New Release: ANSWER CREEK by WWW member Ashley Sweeney

Screen Shot 2020-05-11 at 10.16.43 PMNineteen-year-old Ada Weeks confronts danger and calamity along the hazard-filled journey to California. After a fateful decision that delays the overlanders more than a month, she—along with eighty-one other members of the Donner Party—finds herself stranded at Truckee Lake on the eastern side of the Sierra Nevada Mountains, stuck there for the entirety of a despairing, blizzard-filled winter. Forced to eat shoe leather and blankets to survive, will Ada be able to battle the elements—and her own demons—as she envisions a new life in California? Based on the true story of the ill-fated Donner Party on their 2,200-mile trek on the Oregon–California Trail from 1846 to ’47, author Ashley Sweeney offers a new adventure on one of the most harrowing pioneer stories.

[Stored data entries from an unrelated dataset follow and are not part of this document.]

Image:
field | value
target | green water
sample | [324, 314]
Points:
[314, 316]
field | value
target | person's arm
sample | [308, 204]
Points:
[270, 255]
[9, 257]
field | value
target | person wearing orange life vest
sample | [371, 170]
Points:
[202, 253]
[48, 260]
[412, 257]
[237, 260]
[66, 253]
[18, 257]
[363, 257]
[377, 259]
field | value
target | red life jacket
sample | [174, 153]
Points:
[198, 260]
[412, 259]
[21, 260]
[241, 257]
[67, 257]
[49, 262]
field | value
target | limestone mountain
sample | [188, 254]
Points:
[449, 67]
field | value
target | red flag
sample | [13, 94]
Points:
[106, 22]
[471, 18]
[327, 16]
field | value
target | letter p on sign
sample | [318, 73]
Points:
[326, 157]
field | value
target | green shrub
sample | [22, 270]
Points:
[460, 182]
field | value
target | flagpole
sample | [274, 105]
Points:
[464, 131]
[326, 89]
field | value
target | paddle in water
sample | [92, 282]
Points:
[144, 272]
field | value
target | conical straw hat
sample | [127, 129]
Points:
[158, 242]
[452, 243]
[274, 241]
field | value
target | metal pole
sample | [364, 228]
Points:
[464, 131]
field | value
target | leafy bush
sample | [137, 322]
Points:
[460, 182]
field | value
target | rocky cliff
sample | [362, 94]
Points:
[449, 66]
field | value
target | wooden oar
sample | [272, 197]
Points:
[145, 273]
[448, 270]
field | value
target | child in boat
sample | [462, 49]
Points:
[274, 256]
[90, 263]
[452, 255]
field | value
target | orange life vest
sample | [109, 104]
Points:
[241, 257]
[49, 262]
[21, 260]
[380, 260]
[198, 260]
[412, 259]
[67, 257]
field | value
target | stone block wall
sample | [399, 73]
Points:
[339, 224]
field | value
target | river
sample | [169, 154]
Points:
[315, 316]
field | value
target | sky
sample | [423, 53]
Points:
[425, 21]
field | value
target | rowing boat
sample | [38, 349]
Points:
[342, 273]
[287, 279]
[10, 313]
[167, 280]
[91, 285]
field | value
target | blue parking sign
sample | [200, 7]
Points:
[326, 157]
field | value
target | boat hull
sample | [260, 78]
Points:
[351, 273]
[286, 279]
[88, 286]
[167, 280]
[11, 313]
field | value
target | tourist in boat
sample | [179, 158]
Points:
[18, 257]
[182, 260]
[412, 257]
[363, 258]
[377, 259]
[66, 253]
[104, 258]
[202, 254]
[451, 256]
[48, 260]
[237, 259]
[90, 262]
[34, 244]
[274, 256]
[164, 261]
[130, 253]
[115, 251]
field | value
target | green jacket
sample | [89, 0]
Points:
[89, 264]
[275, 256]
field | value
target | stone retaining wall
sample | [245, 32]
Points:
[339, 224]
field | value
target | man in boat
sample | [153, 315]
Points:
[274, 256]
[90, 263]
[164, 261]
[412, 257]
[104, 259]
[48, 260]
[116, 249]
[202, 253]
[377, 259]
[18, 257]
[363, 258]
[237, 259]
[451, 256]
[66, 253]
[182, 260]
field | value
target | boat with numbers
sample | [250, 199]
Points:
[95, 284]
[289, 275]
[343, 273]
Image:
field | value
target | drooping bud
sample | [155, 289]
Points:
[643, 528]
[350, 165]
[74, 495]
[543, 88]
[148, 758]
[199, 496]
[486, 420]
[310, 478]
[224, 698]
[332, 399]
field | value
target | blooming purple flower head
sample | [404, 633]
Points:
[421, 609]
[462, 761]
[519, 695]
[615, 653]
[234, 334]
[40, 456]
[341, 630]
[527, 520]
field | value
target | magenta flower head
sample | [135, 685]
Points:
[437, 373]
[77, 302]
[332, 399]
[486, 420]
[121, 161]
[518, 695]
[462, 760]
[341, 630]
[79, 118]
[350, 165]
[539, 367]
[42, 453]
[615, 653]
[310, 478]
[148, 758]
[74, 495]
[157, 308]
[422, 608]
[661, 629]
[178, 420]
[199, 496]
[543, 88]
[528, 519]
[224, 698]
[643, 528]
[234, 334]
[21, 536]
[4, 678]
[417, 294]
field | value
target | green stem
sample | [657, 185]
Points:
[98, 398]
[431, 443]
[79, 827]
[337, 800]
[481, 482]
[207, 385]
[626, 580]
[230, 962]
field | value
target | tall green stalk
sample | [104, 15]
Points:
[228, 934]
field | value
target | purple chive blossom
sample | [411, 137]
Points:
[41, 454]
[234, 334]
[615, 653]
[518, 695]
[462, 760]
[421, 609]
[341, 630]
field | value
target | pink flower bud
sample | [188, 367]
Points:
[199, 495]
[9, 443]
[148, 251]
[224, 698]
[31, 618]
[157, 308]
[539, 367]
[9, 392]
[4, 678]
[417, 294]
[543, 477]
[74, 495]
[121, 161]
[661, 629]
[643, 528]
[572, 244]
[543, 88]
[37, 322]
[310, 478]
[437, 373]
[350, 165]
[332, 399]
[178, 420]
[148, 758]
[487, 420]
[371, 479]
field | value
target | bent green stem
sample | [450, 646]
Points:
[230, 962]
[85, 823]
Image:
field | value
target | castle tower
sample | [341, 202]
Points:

Learn more at: https://www.amazon.com/Answer-Creek-Novel-Ashley-Sweeney-ebook/dp/B07VHZ3ZFM

About Ashley

Screen Shot 2020-05-11 at 10.20.01 PMAshley Sweeney is a seasoned journalist, activist, and teacher. She is the winner of the Nancy Pearl Book Award and the author of novel Eliza Waite. Ashley divides her time between Washington State and Arizona with her husband. Learn more about Ashley at https://ashleysweeneyauthor.com/.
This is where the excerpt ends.